Em 1986, cinco anos depois da sanção da Lei de Anistia, os dez cientistas foram reintegrados à Fiocruz. Apenas Lent optou por não regressar à instituição. Preferiu continuar dando aulas na Universidade Santa Úrsula, em Botafogo, na Zona Sul do Rio, que o acolhera em 1976.

“Ao voltar para o Brasil, meu pai foi acolhido pela Santa Úrsula e convidado a montar um laboratório de pesquisa. Ele achou que não seria correto abandoná-la para voltar à Fiocruz”, relata seu filho, Roberto.

Os demais pesquisadores sugeriram nomes que consideravam importantes para o desenvolvimento de suas pesquisas. O então presidente da Fiocruz, o médico sanitarista Sérgio Arouca (1941-2003), autorizou todas as contratações.

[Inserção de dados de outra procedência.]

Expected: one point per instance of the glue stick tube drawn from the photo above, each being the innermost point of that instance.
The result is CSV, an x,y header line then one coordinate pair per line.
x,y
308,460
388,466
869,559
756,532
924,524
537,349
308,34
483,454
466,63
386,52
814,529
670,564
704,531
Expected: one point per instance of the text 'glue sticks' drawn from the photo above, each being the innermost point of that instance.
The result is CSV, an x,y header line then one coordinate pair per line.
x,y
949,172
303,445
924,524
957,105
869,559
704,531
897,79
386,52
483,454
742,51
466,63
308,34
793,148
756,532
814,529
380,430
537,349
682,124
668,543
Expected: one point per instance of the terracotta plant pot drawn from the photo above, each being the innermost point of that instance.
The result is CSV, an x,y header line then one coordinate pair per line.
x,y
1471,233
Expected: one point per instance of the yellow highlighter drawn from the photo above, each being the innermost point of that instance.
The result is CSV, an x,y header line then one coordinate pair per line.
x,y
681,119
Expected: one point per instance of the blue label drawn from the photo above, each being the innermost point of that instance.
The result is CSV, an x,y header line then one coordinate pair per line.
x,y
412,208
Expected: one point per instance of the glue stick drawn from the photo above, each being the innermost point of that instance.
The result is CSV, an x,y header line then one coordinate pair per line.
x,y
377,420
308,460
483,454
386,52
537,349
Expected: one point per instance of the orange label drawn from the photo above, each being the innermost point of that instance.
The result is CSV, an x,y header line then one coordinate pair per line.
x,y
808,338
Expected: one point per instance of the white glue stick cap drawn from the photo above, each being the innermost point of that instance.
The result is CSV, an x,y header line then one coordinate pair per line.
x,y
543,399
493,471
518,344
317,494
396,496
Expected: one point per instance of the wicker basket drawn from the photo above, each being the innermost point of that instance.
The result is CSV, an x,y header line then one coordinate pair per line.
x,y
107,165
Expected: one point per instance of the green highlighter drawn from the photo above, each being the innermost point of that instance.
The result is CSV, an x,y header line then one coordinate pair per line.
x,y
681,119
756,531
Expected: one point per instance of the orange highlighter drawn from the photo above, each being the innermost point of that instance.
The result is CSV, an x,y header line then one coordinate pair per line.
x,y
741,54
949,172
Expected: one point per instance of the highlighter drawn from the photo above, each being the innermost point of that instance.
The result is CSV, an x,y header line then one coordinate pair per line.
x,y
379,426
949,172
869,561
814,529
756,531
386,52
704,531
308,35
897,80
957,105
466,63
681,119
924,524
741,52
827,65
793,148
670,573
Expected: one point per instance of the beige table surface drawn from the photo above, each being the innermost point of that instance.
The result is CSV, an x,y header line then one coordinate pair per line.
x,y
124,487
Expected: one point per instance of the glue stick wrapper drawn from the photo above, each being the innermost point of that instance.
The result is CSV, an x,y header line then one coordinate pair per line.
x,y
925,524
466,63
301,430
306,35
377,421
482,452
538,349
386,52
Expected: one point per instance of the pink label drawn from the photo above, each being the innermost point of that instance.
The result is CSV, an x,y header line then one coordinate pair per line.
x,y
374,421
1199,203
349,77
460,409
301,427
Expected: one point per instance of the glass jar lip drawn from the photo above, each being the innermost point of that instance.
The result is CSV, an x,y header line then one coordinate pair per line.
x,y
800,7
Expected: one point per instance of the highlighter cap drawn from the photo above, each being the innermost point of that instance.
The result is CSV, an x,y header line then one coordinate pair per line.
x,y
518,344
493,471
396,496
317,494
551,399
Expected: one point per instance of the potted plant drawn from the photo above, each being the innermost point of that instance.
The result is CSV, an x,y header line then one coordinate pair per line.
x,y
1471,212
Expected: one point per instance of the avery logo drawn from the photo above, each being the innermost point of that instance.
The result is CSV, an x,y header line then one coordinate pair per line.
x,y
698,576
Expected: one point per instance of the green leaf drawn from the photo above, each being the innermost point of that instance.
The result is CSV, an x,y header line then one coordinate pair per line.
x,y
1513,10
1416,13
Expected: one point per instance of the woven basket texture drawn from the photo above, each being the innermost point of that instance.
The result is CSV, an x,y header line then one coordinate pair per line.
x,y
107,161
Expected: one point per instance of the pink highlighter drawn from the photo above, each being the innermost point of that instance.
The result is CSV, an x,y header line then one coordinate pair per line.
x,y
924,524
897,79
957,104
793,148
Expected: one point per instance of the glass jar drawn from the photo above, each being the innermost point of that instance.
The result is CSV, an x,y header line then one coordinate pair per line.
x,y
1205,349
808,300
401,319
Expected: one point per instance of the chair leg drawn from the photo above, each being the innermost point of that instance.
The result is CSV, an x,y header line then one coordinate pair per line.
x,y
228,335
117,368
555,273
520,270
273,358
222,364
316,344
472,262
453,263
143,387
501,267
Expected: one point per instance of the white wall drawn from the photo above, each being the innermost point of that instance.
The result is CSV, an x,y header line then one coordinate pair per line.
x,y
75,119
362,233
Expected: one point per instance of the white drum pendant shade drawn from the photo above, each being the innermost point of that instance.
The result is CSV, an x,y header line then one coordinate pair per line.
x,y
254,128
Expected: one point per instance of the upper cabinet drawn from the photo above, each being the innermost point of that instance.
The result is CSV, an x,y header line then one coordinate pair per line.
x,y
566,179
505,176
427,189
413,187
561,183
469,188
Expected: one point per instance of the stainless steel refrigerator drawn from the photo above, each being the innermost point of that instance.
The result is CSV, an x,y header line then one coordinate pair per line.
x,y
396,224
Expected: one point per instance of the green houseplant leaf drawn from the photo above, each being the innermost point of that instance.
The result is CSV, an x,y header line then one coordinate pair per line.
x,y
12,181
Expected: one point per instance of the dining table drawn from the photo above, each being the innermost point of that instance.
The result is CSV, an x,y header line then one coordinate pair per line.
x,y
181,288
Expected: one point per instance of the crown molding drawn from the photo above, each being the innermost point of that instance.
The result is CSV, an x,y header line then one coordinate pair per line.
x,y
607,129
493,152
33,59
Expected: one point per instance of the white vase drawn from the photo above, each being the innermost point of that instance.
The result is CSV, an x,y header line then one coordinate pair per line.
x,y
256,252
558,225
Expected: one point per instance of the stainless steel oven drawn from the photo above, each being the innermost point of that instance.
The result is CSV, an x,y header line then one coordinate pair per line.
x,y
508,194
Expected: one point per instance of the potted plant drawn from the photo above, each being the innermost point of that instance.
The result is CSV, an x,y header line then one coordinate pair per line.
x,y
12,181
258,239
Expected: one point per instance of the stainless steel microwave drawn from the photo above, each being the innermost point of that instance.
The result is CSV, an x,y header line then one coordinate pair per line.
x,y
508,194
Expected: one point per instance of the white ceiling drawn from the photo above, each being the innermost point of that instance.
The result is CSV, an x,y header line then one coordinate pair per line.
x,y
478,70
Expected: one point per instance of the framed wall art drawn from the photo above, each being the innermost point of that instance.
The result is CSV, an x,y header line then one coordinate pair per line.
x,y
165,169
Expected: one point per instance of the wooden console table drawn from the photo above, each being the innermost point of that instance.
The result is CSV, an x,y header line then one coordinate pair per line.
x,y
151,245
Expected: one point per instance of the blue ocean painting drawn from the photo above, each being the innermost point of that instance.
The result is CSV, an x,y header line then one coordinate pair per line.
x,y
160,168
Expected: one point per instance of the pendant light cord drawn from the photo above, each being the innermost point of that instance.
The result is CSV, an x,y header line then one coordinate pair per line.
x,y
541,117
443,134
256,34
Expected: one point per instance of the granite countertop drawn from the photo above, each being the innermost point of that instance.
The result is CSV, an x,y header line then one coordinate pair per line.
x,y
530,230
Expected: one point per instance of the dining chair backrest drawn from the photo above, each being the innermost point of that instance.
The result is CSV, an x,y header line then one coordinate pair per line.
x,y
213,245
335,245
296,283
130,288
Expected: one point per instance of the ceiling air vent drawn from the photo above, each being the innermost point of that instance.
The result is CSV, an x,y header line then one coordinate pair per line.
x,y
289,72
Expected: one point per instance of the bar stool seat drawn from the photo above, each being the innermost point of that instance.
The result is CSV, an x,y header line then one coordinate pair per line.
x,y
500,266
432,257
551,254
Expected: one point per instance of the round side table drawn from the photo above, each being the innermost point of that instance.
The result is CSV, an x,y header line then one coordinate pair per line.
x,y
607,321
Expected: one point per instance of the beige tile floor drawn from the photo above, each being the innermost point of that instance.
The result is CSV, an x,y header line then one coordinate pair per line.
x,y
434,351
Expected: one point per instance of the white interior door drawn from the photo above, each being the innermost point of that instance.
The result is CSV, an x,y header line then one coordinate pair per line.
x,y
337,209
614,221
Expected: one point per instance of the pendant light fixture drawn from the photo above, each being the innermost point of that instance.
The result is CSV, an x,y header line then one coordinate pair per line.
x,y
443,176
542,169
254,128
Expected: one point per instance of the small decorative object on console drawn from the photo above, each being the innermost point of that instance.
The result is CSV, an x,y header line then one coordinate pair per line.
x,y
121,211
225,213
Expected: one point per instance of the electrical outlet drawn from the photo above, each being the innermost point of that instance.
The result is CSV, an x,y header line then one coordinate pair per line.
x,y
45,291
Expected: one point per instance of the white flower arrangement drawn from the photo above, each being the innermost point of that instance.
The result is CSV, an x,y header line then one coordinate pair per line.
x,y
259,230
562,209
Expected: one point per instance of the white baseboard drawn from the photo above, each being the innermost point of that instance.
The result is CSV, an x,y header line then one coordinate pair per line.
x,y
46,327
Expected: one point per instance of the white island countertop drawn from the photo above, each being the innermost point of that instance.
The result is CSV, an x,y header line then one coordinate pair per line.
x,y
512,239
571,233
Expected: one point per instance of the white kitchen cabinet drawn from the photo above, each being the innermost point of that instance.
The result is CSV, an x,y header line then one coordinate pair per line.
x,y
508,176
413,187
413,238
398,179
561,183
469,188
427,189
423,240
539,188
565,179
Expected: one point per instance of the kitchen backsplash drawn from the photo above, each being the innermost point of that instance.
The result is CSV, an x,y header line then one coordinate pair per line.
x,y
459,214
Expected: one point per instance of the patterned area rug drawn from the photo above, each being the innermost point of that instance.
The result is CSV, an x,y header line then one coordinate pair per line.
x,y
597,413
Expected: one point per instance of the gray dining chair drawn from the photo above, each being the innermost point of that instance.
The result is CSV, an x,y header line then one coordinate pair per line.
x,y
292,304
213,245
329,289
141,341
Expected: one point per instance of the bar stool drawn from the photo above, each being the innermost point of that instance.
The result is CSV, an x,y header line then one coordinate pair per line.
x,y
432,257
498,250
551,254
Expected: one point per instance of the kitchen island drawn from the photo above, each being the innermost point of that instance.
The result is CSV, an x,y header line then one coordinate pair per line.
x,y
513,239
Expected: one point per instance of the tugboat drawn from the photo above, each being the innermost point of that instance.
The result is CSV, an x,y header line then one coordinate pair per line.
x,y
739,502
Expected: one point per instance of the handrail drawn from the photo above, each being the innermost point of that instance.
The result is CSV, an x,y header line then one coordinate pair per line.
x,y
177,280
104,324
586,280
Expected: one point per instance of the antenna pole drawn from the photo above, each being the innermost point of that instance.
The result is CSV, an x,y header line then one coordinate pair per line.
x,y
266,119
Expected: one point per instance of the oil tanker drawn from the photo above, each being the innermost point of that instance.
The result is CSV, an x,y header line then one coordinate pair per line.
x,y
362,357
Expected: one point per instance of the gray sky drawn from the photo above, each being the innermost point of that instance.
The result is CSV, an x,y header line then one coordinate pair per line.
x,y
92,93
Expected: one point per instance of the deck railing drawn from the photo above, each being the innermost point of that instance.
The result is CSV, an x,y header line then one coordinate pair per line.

A cerimônia de reintegração aconteceu no dia 15 de agosto e contou com a presença, entre outros, do ator Mário Lago (1911-2002), presidente da Comissão Nacional de Anistia; do deputado federal Ulysses Guimarães (1916-1992), presidente da Câmara; e do antropólogo Darcy Ribeiro (1922-1997), então vice-governador do Rio.

“A dor que me dói, a lágrima que eu choro, é pelas pesquisas que foram interrompidas e nunca mais se farão. É pelos jovens cientistas que teríamos formado e que não se formarão nunca. A Ciência é a última profissão que não se aprende nos livros. É um cientista que cria outro. E vocês, os mais preparados para frutificar novas gerações, foram proibidos de se multiplicar”, discursou Darcy Ribeiro.

Os dez cientistas concederam uma série de entrevistas às pesquisadoras da Casa de Oswaldo Cruz, Wanda Hamilton e Nara Azevedo. Por vezes, caíram na risada ao recordar o absurdo das investigações. Certa vez, foram acusados de promover “feijoadas e vatapás subversivos” nas dependências da instituição.

Emocionados, lembraram, ainda, da solidariedade prestada por seus funcionários. Um deles disse a Sebastião de Oliveira que, caso ele precisasse, poderia pegar o que quisesse em uma conta que mantinha em um armazém das redondezas.

“Homenagear a memória dos cientistas cassados e de todos aqueles que sofreram perseguições políticas é uma advertência: não haverá desenvolvimento científico e tecnológico sem memória, liberdade e justiça. Defender a Ciência é defender a democracia”, afirma Hochman.